Pembangunan bonjol (kubu atau benteng pertahanan) di kawasan Bukit Tajadi (Bukit Tak Jadi) sesungguhnya berawal dari perselisihan itu. Pada awalnya, kaum Padri membangun bonjol itu untuk melindungi diri mereka dari gangguan/serbuan kaum pendukung adat dan tradisi lama. Dan sebagaimana disebutkan Tuanku Imam Bonjol, kelompok pendukung adat dan tradisi lama beberapa kali menyerang bonjol, tapi selalu gagal karena posisi dan pertahanan bonjol yang hebat serta didukung oleh semangat juang kaum Padri.

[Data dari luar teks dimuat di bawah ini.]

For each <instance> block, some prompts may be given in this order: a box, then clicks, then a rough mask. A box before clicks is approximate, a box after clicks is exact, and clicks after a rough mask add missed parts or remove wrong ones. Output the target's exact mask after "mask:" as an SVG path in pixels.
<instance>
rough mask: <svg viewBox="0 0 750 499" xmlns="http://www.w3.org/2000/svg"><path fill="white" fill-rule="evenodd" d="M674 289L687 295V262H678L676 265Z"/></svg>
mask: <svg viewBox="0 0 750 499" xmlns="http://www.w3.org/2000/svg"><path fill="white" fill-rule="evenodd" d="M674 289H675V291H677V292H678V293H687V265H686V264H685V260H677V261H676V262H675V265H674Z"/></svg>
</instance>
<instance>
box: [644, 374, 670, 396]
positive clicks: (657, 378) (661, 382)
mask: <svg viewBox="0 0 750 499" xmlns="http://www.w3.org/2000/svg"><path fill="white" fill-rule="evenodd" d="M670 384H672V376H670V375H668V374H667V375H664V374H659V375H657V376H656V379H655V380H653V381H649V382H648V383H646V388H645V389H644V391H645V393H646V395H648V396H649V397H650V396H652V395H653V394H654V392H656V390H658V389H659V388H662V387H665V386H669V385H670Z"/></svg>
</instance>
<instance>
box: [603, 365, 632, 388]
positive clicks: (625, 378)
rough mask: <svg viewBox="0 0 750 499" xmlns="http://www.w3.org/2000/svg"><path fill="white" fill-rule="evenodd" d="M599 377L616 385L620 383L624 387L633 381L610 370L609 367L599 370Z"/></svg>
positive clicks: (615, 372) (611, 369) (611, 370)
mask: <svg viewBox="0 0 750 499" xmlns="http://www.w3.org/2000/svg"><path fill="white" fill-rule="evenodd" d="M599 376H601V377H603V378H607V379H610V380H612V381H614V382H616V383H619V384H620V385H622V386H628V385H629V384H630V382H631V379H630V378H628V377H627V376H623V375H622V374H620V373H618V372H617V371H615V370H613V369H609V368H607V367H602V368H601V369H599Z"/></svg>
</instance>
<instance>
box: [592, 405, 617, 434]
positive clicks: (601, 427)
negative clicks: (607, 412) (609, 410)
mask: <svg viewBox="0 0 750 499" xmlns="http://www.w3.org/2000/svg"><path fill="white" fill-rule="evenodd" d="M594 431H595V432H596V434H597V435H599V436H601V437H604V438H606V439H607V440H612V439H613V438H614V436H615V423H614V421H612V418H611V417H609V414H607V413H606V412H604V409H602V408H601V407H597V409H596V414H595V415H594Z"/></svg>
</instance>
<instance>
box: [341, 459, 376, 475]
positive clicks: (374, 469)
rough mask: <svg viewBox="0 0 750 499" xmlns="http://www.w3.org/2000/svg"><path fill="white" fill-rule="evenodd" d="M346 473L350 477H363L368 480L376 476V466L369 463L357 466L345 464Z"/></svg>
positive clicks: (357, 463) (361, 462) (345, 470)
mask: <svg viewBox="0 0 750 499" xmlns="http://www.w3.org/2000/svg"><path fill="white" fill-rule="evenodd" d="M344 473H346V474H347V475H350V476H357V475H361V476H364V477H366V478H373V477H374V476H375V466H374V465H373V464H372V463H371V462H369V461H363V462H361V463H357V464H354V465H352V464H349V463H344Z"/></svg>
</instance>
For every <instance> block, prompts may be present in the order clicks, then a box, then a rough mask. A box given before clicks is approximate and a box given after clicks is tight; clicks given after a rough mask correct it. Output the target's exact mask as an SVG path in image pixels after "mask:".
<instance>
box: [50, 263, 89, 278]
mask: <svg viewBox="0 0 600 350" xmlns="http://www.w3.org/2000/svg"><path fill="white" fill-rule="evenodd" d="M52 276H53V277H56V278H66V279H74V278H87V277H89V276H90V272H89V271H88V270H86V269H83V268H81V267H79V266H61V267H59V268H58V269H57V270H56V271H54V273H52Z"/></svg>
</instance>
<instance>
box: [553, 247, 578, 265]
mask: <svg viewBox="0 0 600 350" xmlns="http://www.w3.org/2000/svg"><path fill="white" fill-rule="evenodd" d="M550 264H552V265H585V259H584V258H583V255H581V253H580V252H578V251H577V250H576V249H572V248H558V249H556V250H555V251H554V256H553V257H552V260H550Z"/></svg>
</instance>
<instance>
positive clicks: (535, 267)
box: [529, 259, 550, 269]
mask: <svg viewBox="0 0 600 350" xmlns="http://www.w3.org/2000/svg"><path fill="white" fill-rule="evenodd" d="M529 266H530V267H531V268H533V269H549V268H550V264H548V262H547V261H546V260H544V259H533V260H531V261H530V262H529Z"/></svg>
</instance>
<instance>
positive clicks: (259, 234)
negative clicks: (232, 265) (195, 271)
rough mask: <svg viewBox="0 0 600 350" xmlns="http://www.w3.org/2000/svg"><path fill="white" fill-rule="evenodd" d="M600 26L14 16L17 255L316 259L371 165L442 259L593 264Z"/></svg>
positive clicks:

Kemudian, seiring dengan semakin banyaknya pengikut dan adanya bantuan dari luar (seperti Tuanku Nan Renceh  dari Kamang), kaum Padri bisa tampil sebagai kelompok yang dominan di Lembah Alahan Panjang. Kaum Padri bisa mengalahkan kaum pendukung adat dan tradisi lama. Namun hingga tahun-tahun permulaan 1830-an, kaum pendukung adat dan tradisi masih memendam dendam kepada kaum Padri. Konflik bak bara dalam sekam inilah yang akhirnya memecah warga Alahan Panjang.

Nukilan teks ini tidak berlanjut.